Companies from emerging digital technologies are revolutionizing rules and business models considered which were considered stainless and unshakeable!
The Artificial Intelligence is exploding more and more thanks to big data (a large amount of data related to users through which companies design and implement customized services), that can feed artificial intelligence algorithms to detect and understand behaviors models. For example, financial services companies have been at the forefront of using big data to manage risk, assess customer profitability, and identify target market segments.
This trend is forcing the old rules of the business world, that are disappearing, or simply, are no longer applicable: thanks to Airbnb, for example, hotels will no longer be the same; thanks to Amazon, retail sales will no longer be the same; thanks to Uber, the public transportation will no longer be the same. We are living the creative destruction: many innovators have not only redesigned rules and models, but sometimes they have also broken them.

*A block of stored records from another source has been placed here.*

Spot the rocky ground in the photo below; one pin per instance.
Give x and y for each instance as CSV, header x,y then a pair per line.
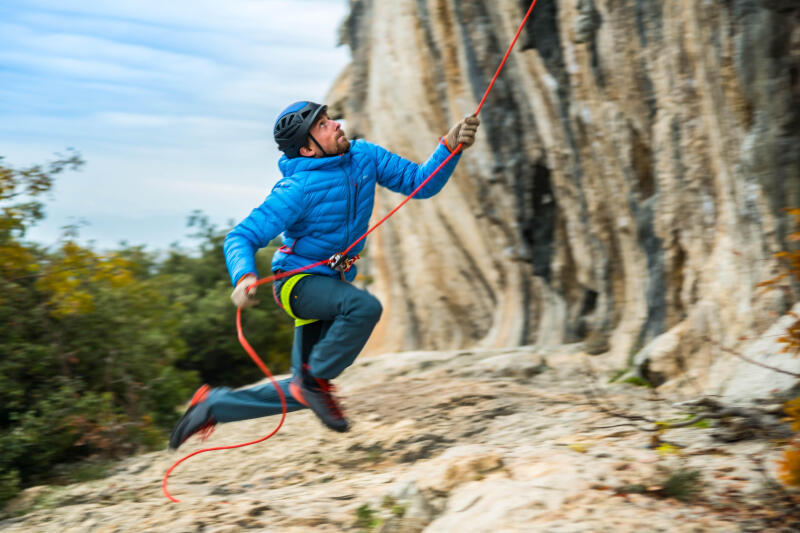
x,y
467,441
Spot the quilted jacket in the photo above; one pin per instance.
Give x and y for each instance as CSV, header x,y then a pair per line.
x,y
321,205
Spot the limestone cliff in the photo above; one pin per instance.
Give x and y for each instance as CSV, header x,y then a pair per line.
x,y
627,182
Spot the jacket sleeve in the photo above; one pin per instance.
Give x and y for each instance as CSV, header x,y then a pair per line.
x,y
283,206
401,175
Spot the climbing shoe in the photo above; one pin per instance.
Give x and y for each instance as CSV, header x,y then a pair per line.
x,y
319,396
196,420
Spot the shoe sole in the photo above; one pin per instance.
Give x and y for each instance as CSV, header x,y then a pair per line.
x,y
297,393
199,396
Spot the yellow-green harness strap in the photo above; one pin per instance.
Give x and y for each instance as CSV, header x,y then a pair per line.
x,y
286,302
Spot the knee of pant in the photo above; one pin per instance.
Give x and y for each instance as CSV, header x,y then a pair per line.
x,y
370,308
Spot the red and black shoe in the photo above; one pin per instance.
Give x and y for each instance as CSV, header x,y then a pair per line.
x,y
196,420
319,396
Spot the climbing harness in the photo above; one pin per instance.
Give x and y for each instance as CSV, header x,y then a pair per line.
x,y
337,262
285,302
342,263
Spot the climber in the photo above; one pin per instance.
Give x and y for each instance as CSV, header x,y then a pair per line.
x,y
321,205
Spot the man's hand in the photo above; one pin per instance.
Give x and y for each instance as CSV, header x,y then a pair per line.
x,y
462,133
240,296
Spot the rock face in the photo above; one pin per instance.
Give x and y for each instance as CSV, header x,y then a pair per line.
x,y
627,181
471,440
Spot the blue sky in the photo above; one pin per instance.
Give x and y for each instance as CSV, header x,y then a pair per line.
x,y
171,104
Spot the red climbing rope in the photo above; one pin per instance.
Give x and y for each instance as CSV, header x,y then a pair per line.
x,y
246,345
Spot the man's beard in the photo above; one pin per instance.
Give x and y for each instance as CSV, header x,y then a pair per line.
x,y
342,146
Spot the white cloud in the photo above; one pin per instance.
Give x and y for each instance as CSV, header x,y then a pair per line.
x,y
170,103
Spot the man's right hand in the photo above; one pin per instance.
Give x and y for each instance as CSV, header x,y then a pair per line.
x,y
463,133
240,296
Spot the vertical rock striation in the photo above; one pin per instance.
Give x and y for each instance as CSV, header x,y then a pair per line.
x,y
626,186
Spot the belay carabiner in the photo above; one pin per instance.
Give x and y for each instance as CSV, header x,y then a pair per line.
x,y
342,262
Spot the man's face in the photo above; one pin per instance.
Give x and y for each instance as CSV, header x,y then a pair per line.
x,y
329,134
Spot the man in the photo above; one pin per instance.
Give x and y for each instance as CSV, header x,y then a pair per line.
x,y
322,204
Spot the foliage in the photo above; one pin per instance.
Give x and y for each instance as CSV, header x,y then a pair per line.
x,y
99,349
789,466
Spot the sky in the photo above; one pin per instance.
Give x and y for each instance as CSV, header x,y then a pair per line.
x,y
170,103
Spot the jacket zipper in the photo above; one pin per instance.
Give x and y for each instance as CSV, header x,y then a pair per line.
x,y
347,220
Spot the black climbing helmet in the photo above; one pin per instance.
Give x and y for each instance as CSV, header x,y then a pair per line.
x,y
293,124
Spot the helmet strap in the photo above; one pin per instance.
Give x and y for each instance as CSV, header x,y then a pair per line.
x,y
326,154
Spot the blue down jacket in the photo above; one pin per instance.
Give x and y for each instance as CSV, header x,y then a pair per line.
x,y
323,204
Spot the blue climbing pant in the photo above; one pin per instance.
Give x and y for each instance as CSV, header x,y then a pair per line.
x,y
344,319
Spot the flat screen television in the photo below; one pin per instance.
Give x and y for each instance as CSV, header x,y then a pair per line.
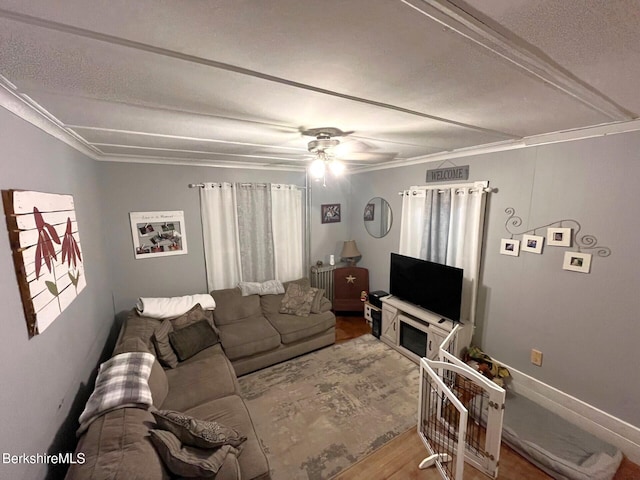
x,y
433,286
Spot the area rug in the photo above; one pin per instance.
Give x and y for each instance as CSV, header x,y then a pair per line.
x,y
320,413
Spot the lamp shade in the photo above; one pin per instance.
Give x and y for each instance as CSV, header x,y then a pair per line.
x,y
350,250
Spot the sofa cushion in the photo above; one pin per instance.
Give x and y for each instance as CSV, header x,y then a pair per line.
x,y
188,341
293,328
188,462
232,412
231,306
158,383
248,337
165,351
117,446
297,300
195,432
205,376
136,326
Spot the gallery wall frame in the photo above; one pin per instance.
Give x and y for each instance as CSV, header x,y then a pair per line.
x,y
158,234
509,246
47,254
577,262
532,244
559,237
559,234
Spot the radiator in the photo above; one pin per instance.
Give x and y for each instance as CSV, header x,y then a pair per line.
x,y
322,277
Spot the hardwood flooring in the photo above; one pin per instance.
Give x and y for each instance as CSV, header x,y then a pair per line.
x,y
348,327
399,458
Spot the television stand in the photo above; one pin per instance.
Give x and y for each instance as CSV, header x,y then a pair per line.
x,y
416,332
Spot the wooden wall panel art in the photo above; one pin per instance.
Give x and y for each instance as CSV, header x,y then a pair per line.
x,y
47,254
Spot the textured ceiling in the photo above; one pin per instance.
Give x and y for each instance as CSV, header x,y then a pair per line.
x,y
235,82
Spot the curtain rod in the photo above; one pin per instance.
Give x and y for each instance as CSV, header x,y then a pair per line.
x,y
201,185
458,190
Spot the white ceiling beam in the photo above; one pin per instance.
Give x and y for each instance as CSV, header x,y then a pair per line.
x,y
26,108
473,29
114,40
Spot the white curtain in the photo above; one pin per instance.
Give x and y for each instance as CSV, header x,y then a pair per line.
x,y
252,232
288,232
220,232
444,224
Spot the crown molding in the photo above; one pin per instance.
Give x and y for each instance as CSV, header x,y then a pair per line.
x,y
26,108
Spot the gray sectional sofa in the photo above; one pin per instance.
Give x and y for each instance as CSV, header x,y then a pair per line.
x,y
253,334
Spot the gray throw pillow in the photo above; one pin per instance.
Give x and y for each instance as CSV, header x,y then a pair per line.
x,y
197,433
160,338
185,461
297,300
190,340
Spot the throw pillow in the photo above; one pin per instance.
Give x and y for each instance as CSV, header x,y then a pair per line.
x,y
297,300
197,433
185,461
165,352
190,340
158,383
317,300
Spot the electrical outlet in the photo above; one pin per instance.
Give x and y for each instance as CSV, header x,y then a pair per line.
x,y
536,357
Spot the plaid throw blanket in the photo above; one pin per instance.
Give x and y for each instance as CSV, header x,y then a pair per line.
x,y
122,382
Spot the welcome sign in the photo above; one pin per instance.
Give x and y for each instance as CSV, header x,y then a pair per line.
x,y
448,174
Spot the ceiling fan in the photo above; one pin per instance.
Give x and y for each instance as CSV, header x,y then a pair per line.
x,y
323,151
329,153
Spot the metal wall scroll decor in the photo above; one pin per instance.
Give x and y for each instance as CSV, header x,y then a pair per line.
x,y
561,233
47,254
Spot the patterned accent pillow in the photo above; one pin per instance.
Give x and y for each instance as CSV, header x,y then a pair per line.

Consider the case of Uber. Just few years ago, the car service based in San Francisco was the manifesto of the new sharing economy through an app-based service. Customers could benefit of more efficient runs without the hassles of the old model – calling the taxi, withdrawing cash or making sure the possibility of payment by credit card, managing the schedule according to when to call the taxi. Uber became extremely effective shortly: in 2014, 1 million trips a day; in 2016, 5.5 million trips a day globally.
More recently, Uber has been invested by a wave of harassment scandals and by the #DeleteUber campaign, when Uber took advantage of taxi maxi-strikes to dramatically increase the number of runs. Uber has also been sued by Google for stealing the intellectual property of Waymo, the autonomous self-driving project for Google cars.
The creation and the execution of innovative products and services that interrupt the status quo require creativity, and creativity implies thinking differently, outside the box and beyond the rules. For example, with iTunes, Steve Jobs made a huge strain on the record industry, and he changed it forever. The driving strengths of innovation often go beyond the rules, with the risk of an ethical crisis. The rules’ violation has a real cost, which is not only economic, but also of reputation and image.
The start-ups of the Digital Revolution have turned over models and rules. Those who aim to be disruptive, but also responsible, need a thorough understanding of the rules they want to break and the consequences of their violation.
That is why, guys, learn the rules of the game, but understand how to overcome them and respect them at the same time, to play better than the competitors!